I remember when time was a school day, stuff to learn, memorize, study, draw -- crayons, chalk, scissors, colored paper, glue, and homework. And tests -- tests, tests, tests -- blighting my life, hovering over me.
Then came the time when I was getting nice looking -- time was time to scrub away blackheads, shampoo time, time to check in the mirror, time to try different cosmetics, and my period -- oh dear -- was Aunt Jane going to arrive? (The euphemism, back then, was "Aunt Jane" or "the curse.")
And then came the "time" for dates. A second later it was time for getting married. Wasn't I too young? Did I need legal permission to say the vows? Were vows important? Oh my --I thought, at age 18, "I am running out of time -- if I'm going to be famous, I have to make it, do it, become something extraordinary now."

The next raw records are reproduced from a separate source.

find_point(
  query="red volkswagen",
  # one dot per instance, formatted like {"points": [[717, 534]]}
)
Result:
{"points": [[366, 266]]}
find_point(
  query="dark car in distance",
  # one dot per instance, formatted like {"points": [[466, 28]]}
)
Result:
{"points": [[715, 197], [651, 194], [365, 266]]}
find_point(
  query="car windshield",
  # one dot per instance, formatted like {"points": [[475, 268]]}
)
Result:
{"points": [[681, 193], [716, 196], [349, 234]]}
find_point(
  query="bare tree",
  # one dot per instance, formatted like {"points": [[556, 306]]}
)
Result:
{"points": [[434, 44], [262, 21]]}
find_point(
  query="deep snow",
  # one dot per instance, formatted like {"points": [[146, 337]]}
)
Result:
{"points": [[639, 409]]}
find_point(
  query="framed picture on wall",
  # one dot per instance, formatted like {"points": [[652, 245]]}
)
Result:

I was running around a racetrack, the clock. And its numbers -- 12, 1, 2, 3, 4, 5, 6, 7, 8 9 10 11 12 knelled the hour, the date, the day of the week, the week of a month, the changing seasons, the year.
Twenty-five -- I dreaded that birthday, thinking "I'm old." thinking, "No I'm not." Thinking "better hurry, you'll be twenty-six in a minute."
I knew I wasn't old, but I knew I better look out or I was going to turn into one of those older girls, who weren't girls -- they were women, committed to some career that I knew wasn't really what they had in mind when they were children. But wasn't that life? You had to conquer what you wanted to get, and get it while it was still within reach, or it was gone, gone.
Thirty -- bad day at "black rock." I didn't want to climb over the rock and ever be 31, or horrors, 35. I read biographies of older women and men who managed to be successful after 35. Time was an hour glass, filled with colored sand. trickling down, running out of the top awfully fast, and the sand wasn't really sparkling, like sidewalks used to be. The sidewalks I hurried along didn't sparkle when I was rushing from morning dance class to a rehearsal, to see an agent, to discuss publicity photos, racing to another class. (In your thirties you know that the sparkling flecks in the cement sidewalks are an illusion created by the sun.)
Faster and faster I went -- went to a shrink to learn how to slow down, enjoy the present. Oh dear -- he fell in love with me and turned patient Em into the doctor who had to "cure" herself, and him.
And hold onto what I knew was the essence -- to do something, be something that no one else was, and be famous. In books? I was already in some books. Be great? I wasn't great, but I was exceptional. Be successful? I was more successful than most people I knew but what was successful? Who would I, could I be other than me?
Hurry, hurry, I thought, when I found myself weeping for things I lost -- love lost -- chances lost -- dreams that vanished.
I learned how to create time by being super efficient, remembering things, making lists, planning, organizing, hiring help, buying time.
Banishing time.
I woke this morning as an older woman, and thought I am not running out of time. I have more than enough time to do whatever I decide to do.
Sunday, November 13, 2011
ARE WE OUT OF STYLE (video)
"Wow," the Cullums exclaim, remembering how they used to dress up, dress fancy, in order to be noticed, get heads turning, photographers clicking away, wherever they went.
Recalling their extravagant chic outfits, that probably inspired lots of people to imitate them, the Cullums are aware that what they wear, nowadays, is different -- not head turn around things, but clothes that enable them to do what they want to do, without calling attention to themselves.
Have the times changed? Or is it us? the Cullums ask themselves. (They know that they KNOW the answer!)